By Ben Riggleman
We can all agree that 2016 sucked. The year began with David Bowie’s passing; it ended with the deaths of Carrie Fisher and Debbie Reynolds. In between, we lost Prince, Alan Rickman, Phife Dawg, Muhammad Ali, Gene Wilder, Leonard Cohen, Merle Haggard, John Glenn and George Michael. (And of course Harambe.)
Meanwhile, as the year ground on, the whole world seemed to be spinning out of control. Zika. Brexit. Istanbul. Aleppo. Flint, Michigan. Our news feeds were held hostage by a gruesome litany of terrorist attacks and an unsavory presidential campaign. And whatever one’s political outlook, it’s clear that 2016 left America divided and uneasy.
So, 2016: good riddance. You won’t be missed.
With that said, some indisputably good things happened last year, and they’re worth remembering. I’m not talking fluffy “human interest” stories either, but real news and trends. I’ve collected some here, grouping them in broad categories. (A slew of online listicles have already done this and I drew on ones by the Washington Post, Wired UK, PBS NewsHour and Quartz.)
Health and Welfare
In September 2016, the World Health Organization (WHO) declared all of the Americas to be measles-free. (In 1994, the countries of the Americas began a coordinated vaccination campaign to fight measles. It has paid off: there has not been a native outbreak here since 2002.)
Progress is also being made on malaria. According to the WHO, deaths from malaria are down 60 percent from the year 2000.
Due in part to malaria reduction and — more importantly — AIDS reduction, the average life expectancy across Africa has increased by over nine years during the same time span.
2016 also saw progress towards a cure for AIDS: an experimental British treatment appeared to have eliminated the HIV virus, precursor to AIDS, from a trial patient.
A gene responsible for the degenerative disease ALS was identified, thanks to funds raised during the “Ice Bucket Challenge.” (A cure has not yet been found.)
Ebola no longer an epidemic. In January 2016, the WHO declared the West African outbreak to be officially over.
The Zika virus was downgraded in November from a “global health emergency” to a “chronic threat.”
The Pan-African Parliament resolved in August to work toward ending female genital mutilation and child marriage. (The Parliament is the legislative wing of the African Union.) This is a political first.
Diplomacy
In Colombia, the national government and the FARC rebel group agreed to a peace treaty after over fifty years of civil war. (The situation on the ground is still shaky; sporadic violence continues.)

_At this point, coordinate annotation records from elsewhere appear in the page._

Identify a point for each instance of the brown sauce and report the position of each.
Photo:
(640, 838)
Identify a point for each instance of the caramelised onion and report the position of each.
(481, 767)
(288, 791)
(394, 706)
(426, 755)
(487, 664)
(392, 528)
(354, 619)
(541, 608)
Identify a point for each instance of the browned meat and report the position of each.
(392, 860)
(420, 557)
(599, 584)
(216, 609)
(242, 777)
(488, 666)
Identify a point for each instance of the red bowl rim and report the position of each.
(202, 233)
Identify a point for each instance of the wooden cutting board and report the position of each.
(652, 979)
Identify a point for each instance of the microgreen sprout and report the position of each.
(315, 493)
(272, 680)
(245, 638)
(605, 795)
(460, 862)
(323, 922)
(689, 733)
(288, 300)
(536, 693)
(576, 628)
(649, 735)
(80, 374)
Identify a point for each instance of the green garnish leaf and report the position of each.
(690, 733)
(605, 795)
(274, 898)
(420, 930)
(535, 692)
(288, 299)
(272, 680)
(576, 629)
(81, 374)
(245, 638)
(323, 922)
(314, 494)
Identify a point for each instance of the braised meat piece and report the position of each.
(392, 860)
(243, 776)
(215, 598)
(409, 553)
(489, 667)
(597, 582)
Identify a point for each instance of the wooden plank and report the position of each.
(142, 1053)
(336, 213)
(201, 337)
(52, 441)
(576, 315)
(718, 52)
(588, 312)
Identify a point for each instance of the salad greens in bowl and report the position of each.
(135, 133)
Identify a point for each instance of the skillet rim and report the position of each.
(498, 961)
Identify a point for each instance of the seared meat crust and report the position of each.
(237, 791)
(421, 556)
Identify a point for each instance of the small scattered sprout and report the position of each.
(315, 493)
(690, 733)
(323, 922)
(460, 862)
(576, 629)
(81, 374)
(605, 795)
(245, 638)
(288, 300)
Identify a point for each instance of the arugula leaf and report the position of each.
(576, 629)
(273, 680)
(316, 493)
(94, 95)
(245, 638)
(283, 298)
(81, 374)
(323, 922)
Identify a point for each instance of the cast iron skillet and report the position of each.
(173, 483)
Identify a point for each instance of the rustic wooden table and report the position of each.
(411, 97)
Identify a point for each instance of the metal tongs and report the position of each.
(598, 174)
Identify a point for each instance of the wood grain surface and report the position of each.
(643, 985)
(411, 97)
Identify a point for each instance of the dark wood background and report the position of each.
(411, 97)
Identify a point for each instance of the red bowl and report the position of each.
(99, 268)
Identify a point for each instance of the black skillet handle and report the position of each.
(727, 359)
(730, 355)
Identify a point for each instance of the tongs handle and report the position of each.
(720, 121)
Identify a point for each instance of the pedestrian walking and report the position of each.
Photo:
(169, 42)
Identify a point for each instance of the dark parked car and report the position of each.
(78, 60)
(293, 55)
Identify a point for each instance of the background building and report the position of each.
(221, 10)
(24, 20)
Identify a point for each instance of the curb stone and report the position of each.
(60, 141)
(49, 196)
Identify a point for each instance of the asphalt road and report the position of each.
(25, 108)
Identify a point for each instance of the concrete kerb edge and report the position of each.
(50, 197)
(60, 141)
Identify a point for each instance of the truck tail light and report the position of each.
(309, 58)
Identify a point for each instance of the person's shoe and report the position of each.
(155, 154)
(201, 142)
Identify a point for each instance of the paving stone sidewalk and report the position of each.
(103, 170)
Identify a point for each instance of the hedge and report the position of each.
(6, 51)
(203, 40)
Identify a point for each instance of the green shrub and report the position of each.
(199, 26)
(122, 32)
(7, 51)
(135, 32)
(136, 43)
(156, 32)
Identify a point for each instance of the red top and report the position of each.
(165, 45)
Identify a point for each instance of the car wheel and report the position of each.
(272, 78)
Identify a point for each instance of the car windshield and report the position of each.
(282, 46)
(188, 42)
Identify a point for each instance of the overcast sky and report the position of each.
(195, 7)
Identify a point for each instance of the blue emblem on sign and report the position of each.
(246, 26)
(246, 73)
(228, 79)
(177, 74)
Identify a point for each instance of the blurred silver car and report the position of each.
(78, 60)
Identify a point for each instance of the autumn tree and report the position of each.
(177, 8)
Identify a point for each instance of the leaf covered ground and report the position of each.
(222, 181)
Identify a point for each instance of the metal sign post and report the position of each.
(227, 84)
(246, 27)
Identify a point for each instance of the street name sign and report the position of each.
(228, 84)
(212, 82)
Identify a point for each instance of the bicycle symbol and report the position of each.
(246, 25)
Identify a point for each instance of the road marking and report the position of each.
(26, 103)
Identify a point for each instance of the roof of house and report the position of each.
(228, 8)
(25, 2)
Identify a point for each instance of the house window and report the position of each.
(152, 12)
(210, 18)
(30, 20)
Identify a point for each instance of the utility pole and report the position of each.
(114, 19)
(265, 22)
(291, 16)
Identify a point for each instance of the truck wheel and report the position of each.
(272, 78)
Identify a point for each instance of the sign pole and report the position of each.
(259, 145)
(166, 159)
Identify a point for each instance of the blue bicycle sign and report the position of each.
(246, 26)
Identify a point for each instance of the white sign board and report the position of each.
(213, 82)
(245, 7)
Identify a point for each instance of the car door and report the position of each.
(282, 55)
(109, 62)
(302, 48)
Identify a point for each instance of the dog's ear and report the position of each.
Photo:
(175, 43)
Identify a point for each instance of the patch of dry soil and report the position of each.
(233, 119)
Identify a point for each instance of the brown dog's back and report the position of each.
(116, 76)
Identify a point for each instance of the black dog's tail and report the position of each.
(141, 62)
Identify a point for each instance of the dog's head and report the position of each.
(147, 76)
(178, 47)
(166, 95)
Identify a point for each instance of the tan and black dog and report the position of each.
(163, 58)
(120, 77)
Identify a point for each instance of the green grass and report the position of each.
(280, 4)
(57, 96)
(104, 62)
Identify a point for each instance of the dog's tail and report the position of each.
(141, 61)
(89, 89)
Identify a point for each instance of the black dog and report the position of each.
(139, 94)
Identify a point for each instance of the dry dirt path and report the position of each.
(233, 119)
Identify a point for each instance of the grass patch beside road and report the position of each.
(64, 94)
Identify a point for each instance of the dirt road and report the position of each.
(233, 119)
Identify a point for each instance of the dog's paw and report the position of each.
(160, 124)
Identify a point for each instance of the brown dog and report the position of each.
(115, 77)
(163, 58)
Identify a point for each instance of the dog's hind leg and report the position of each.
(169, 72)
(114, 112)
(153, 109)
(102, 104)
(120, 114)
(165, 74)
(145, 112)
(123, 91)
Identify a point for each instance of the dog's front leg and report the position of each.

On March 20, Barack Obama made the first presidential visit to Cuba since Calvin Coolidge in 1928. 2016 also saw the lifting of commercial and travel restrictions on Cuba and several related milestones.
Environment
The Paris Agreement on climate change came into effect on November 4, with an aim to keep the average global temperature within two degrees Celsius of pre-industrial levels. As of right now, 125 countries have ratified the agreement, including the U.S., China, India, Russia, and the E.U. It will be up to national governments to set their own emissions targets, but they must report on their progress. As noted in the Guardian, the Paris Agreement “[marks] the first time that governments have agreed legally binding limits to global temperature rises.” It’s a definite step in the right direction.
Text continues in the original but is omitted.